Public Talk, February 29, 1948 | Mumbai, India
Question: Will the sexual urge disappear when we refuse to name it?
... Now, the question is, "will the sexual urge disappear when we refuse to name it?" It will disappear, obviously; but if you don't understand the whole process of consciousness, as I have carefully explained, merely putting an end to a particular urge, pleasant or unpleasant, does not bring about that eternal quality of love. Without love, merely putting an end to an urge has no meaning, and you will become as dry as the idealist whose passions are very carefully held in check. Because, if you do not understand the whole process of consciousness, the passions are always there, though you refuse to name them. To understand the whole process, is very arduous. You may have understood the verbal expressions of what I have explained, but the living significance, the inward meaning, you will understand only through experimentation. As I have said, where there is love, there is chastity. But the man, the idealist who is passionate and wants to be chaste, who wants to become dispassionate - such a man will never know love, because he is only concerned with becoming something, which is another form of selfishness. He is only concerned with his struggle to achieve, to reach the ideal, which is non-existent. Therefore such a man has an empty heart, and he fills his empty heart with the things made by the mind. And how can he know love, when his heart is filled with the ideal, which is a thing made by the mind?

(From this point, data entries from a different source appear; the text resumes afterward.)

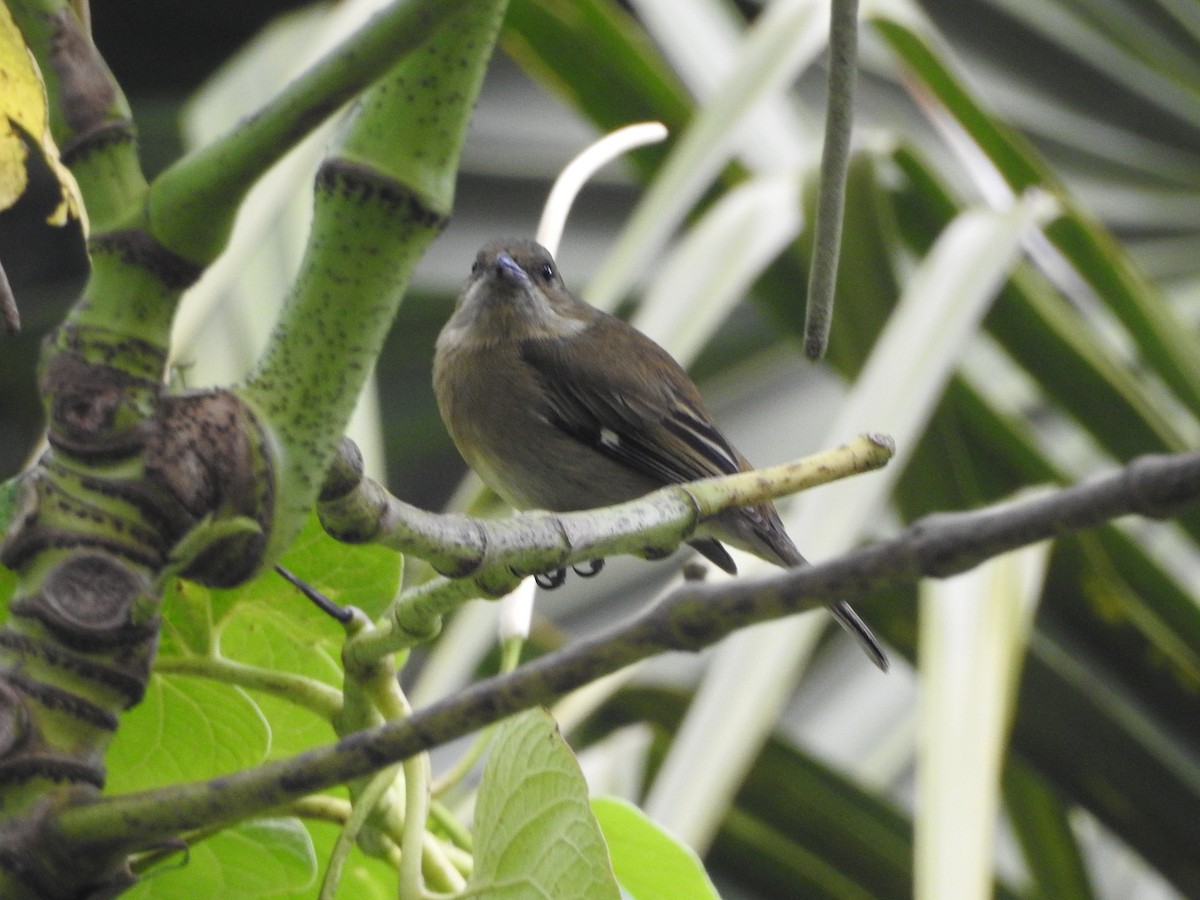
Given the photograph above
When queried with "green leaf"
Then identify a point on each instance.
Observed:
(185, 730)
(535, 833)
(265, 857)
(648, 862)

So, it is a very complex and subtle problem, this question of terming, giving a name; but you will understand it if you experiment with it. There are enormous riches, an enormous depth, in understanding this process of terming, naming a feeling a sensation. Once you open the door to it, you will discover vast riches; but to discover, there must be freedom to experiment, and freedom comes through virtue - not in becoming virtuous, but in being virtuous.